Improved processes for selection and design of lightly surfaced roads
This research begins by conducting case study research to determine the current practices of applying Light Surface Treatments (LSTs) on aggregate-surfaced roads in Minnesota. Based on the results of the case study research, a selection guide is developed to select which aggregate-surfaced roads are good candidates for LSTs. The selection guide considers factors such as traffic volume and traffic type, sub grade and sub-base conditions, availability of quality of aggregate and costs of alternative methods for treating aggregate-surfaced roads. The selection guide will include both a GIS model and a decision tree. The GIS model can be used by road officials to make a preliminary assessment to find which roads have the characteristics of a candidate road. Once roads or areas have been identified using the assessment, the decision tree can be used to confirm or refute whether the road is a candidate road. The roads identified by the selection guide were validated using both Henning's (Henning, Bennett, & Kadar, 2007) model and interviews of county engineers. This paper concludes that both Henning's model and the county engineers validated that this selection guide can be used to identify candidate roads. Additionally, the model that was developed can be applied to a number of counties and states in the United States because the requisite GIS data is widely available.

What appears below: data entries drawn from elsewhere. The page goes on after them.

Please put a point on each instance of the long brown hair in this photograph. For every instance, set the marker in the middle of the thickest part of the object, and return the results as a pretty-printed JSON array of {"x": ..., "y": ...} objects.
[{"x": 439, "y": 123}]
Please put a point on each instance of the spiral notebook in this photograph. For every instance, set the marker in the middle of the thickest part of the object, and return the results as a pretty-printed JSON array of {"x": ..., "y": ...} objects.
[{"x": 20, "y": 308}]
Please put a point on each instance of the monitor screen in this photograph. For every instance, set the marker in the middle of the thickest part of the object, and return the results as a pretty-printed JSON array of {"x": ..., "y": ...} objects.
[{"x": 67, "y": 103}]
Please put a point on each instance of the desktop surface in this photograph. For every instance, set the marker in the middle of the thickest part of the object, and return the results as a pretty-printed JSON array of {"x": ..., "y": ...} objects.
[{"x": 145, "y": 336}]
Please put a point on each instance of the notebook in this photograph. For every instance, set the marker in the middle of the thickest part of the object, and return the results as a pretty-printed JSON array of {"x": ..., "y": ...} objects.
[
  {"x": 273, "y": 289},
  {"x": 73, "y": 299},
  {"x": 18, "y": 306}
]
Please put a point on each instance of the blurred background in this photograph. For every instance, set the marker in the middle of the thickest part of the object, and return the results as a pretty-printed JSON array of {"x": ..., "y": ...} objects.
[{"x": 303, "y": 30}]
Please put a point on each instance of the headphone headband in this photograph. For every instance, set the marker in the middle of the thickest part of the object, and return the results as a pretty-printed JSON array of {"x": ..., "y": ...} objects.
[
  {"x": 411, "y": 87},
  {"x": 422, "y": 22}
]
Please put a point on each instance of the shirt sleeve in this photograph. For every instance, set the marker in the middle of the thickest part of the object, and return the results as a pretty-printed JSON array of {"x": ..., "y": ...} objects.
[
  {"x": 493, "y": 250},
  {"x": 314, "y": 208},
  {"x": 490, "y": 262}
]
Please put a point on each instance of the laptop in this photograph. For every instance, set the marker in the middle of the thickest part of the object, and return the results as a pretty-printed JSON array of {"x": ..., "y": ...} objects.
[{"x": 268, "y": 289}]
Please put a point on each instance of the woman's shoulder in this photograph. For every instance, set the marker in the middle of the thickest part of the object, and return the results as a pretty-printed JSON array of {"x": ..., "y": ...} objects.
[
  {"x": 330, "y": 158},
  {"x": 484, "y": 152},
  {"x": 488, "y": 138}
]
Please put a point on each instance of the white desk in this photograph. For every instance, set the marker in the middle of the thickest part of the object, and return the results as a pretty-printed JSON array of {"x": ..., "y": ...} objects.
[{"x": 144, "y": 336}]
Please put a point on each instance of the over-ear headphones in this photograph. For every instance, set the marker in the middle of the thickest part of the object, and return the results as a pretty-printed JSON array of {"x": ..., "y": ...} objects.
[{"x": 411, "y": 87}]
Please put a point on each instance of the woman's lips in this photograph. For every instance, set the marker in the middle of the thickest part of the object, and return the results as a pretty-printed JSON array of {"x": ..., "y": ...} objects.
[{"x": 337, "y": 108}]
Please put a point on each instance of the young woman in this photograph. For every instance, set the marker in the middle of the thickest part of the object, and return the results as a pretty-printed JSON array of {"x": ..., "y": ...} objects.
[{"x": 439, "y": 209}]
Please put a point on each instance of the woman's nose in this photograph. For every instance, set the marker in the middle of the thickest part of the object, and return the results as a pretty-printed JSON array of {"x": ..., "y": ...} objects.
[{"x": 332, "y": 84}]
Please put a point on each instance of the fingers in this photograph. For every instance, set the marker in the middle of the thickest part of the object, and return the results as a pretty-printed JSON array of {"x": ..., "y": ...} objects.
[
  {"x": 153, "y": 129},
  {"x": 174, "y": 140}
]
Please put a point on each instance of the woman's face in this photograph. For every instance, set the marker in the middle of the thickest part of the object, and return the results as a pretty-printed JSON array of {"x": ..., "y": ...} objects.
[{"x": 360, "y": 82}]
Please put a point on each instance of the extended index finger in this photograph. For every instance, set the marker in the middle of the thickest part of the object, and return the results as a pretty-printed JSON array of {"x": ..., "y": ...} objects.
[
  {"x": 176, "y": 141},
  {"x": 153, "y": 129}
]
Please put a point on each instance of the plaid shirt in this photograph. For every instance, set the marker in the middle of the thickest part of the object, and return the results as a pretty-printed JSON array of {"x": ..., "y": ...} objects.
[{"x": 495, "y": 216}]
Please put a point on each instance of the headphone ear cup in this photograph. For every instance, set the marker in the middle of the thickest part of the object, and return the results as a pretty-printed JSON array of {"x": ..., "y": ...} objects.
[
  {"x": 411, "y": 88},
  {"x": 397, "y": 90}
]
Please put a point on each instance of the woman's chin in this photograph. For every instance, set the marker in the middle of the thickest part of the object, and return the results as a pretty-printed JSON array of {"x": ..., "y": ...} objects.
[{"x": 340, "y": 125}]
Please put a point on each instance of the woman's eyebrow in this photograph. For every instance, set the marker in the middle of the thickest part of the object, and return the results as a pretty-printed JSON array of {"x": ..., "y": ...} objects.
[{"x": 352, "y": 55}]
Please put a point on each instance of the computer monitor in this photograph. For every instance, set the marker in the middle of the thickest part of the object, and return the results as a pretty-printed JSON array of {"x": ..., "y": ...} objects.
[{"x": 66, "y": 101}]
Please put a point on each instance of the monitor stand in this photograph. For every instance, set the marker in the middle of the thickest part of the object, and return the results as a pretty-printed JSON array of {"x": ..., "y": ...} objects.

The second part of the research provides recommendations to improve the current practices used to design the road structure supporting a LSTs. Throughout the literature review, it was found that the majority of low-volume road officials in the United States use pavement design methods to design the road structure for an LST. Minnesota was selected as a case study to investigate the current practices of low-volume road officials. In Minnesota the Gravel Equivalent method, the Mechanistic Empirical method and the AASHTO method are the methods used to design roads with LSTs. These three methods were used to design a stabilized full depth reclamation layer on two case study paved roads in rural areas in Minnesota. The case study road designs show that each method has shortcomings that noticeably affect the road design. It is recommended that low-volume road officials throughout the United States conduct a similar evaluation of the design methods used to design their road structure of LSTs. After these shortcomings have been identified, actions should be taken to address the shortcomings. In conclusion, the research found that a design method should be developed to design the road structure of LSTs specifically for local conditions found in each state of the United States. This design method should be straightforward to implement so it compatible with the workload of a local transportation official and should consider factors such as climate, various surface layers, ESALs and soil support conditions.